Sources have confirmed to the Telegraph that the Coalition will not attempt to implement the Prime Minister’s plan for a 45p per unit minimum price.
This is still not official, but Sarah Wollaston went into full "help me, I'm melting" mode last night on Twitter so I guess she knows something. She's since appeared on television repeating the lie that alcohol costs the NHS and the police £21 billion a year to deal with. In fact, these costs are much lower than this and are amply covered by alcohol duty. Even if this were not so, minimum pricing would put a further cost on the population without raising any more tax revenue.

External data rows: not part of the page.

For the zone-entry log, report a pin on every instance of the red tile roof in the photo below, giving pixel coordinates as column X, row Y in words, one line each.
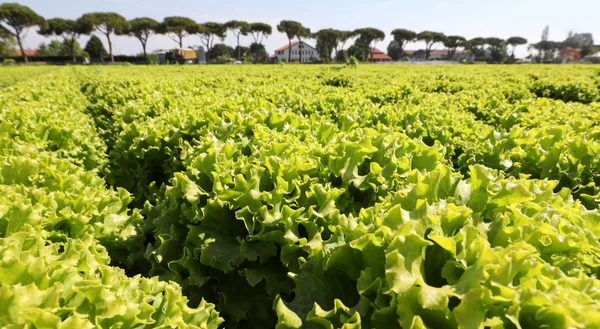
column 378, row 55
column 437, row 52
column 28, row 52
column 571, row 52
column 287, row 46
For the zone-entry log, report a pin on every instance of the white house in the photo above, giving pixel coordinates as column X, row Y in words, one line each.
column 298, row 50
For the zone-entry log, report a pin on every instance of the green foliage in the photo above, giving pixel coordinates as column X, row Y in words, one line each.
column 95, row 48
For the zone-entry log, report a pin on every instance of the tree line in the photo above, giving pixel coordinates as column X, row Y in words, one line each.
column 15, row 19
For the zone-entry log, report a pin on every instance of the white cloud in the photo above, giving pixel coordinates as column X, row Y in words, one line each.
column 441, row 5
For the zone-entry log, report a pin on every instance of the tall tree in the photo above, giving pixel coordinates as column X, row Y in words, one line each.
column 343, row 37
column 546, row 33
column 453, row 42
column 238, row 29
column 221, row 52
column 476, row 45
column 260, row 52
column 430, row 38
column 304, row 32
column 107, row 24
column 497, row 49
column 7, row 42
column 69, row 30
column 142, row 28
column 369, row 37
column 327, row 40
column 514, row 42
column 16, row 19
column 402, row 38
column 578, row 40
column 547, row 49
column 291, row 30
column 395, row 50
column 177, row 28
column 208, row 32
column 259, row 31
column 53, row 48
column 95, row 48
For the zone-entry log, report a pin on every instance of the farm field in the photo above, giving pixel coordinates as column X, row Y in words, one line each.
column 294, row 196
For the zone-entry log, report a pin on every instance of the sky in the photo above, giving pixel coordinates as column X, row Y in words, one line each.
column 469, row 18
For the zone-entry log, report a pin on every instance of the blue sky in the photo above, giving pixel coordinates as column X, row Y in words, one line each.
column 470, row 18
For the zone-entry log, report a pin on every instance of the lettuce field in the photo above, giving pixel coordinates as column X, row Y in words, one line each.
column 300, row 197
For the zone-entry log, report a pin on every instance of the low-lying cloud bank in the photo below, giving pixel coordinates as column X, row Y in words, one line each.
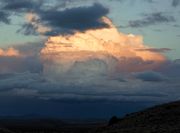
column 90, row 66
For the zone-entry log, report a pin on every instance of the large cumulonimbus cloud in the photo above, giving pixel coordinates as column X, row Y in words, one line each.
column 96, row 62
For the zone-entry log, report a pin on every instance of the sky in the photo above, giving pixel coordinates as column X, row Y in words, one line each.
column 65, row 57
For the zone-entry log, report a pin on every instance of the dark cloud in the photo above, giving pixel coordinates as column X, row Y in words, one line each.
column 4, row 17
column 175, row 3
column 70, row 20
column 27, row 61
column 22, row 5
column 152, row 19
column 150, row 76
column 158, row 50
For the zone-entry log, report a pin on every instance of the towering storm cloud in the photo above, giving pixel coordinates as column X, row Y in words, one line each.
column 97, row 52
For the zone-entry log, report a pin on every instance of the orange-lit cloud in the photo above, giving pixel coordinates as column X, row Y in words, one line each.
column 117, row 50
column 9, row 52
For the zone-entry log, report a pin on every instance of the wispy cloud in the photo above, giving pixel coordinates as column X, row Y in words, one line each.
column 151, row 19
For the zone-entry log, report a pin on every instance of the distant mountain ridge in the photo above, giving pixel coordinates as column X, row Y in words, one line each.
column 158, row 119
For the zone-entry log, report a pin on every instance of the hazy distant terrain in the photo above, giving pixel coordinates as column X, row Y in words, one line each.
column 159, row 119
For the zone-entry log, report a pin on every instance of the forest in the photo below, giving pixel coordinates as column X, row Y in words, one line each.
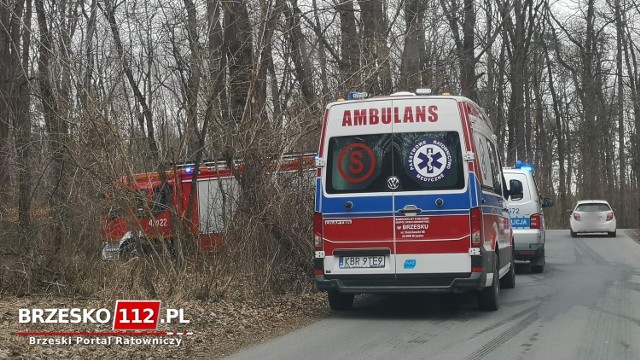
column 93, row 90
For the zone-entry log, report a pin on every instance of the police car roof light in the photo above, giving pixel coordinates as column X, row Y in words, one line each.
column 355, row 95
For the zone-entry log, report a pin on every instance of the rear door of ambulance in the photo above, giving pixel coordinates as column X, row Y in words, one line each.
column 356, row 205
column 432, row 201
column 394, row 197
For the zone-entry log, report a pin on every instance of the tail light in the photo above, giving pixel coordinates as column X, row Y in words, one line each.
column 476, row 226
column 317, row 231
column 535, row 221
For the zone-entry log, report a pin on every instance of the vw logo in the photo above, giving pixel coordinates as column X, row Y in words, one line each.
column 393, row 182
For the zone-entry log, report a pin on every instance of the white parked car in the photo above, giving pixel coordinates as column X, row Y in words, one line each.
column 592, row 216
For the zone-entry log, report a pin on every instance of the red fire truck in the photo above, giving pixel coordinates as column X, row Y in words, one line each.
column 147, row 213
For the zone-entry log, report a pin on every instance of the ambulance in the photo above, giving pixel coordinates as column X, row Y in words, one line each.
column 410, row 198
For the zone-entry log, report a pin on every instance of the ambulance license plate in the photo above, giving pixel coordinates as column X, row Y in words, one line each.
column 352, row 262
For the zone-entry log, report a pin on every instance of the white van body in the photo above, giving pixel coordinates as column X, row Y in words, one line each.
column 410, row 197
column 527, row 219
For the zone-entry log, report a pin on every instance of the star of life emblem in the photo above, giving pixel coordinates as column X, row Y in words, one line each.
column 429, row 160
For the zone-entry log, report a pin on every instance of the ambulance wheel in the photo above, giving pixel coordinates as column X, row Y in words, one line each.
column 339, row 301
column 508, row 281
column 489, row 298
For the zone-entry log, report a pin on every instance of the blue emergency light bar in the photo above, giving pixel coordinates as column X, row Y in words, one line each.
column 524, row 166
column 355, row 95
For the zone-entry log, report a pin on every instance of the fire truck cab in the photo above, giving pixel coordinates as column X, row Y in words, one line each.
column 148, row 216
column 410, row 197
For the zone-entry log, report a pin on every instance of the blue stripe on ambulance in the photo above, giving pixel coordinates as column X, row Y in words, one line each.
column 521, row 222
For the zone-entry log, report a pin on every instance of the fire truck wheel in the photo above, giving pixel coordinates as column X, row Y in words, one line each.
column 339, row 301
column 129, row 250
column 489, row 298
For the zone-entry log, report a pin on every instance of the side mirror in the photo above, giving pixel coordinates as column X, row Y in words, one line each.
column 515, row 189
column 547, row 202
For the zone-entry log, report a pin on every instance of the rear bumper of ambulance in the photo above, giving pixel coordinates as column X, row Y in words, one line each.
column 398, row 284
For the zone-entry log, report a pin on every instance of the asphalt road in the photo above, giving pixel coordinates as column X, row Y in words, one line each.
column 586, row 305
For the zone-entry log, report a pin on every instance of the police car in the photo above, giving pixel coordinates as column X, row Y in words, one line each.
column 527, row 216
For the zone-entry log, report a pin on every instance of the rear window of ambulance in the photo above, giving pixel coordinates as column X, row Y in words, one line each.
column 420, row 161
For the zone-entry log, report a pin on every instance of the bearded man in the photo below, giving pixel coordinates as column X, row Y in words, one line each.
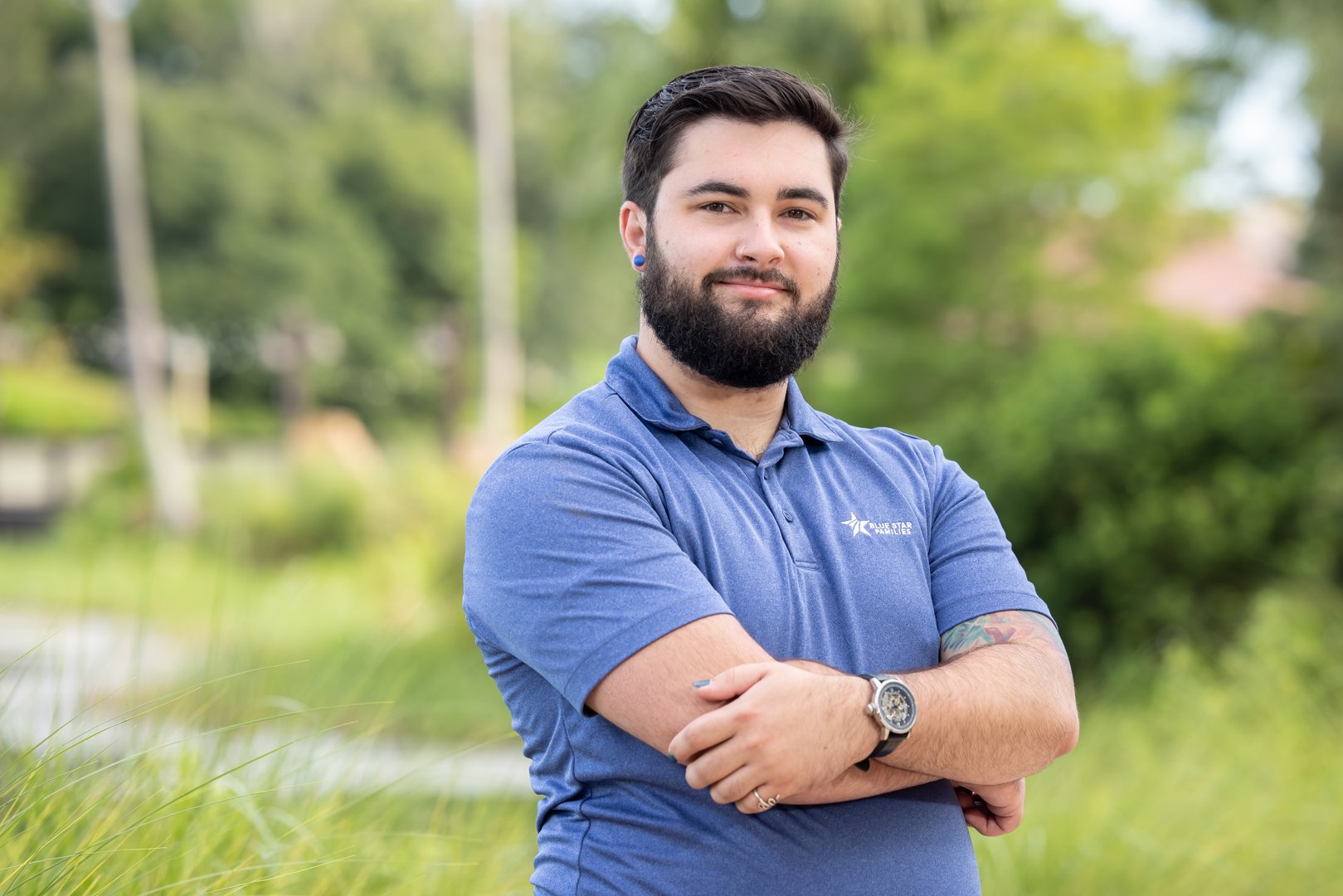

The shadow home office minister, Labour non-entity Diana Johnson, has accused Cameron of "weak leadership" which is a bit rich when you read her own evasive and wishy-washy statement on minimum pricing. But the former shadow home secretary, David Davis, really seems to get it...
"It won’t just hit those, it’ll hit poor people. It’ll hit people in the north. It’ll hit the pensioner having their one bottle of wine a week; it’ll hit the hard-up couple doing the same. It’s going to cost…it’s going to transfer £1billion from the public to the people who sell alcohol, and it’s not going to work.
Unusually for a politician, David understands that medics should not be lawmakers and that their evidence is suspect...
“If I wanted medical advice I’d go to a medic. This is a social policy issue: it’s much more complex than saying put the price up and we’ll stop it... The medics are not evidence. The medics are making an argument; they’re not actually presenting evidence to show that this works. I’ve not seen anywhere that this works.”
After Stanton Glanz's bollocking and the court decision on Bloomberg's soda ban, this is turning out to be a pretty good week. Plus it's No Smoking Day today and the government hasn't used it as an excuse to pass more draconian anti-smoking laws. Oh, and that crank Aseem Malhotra has been pulled up for getting his facts wrong again. Happy days.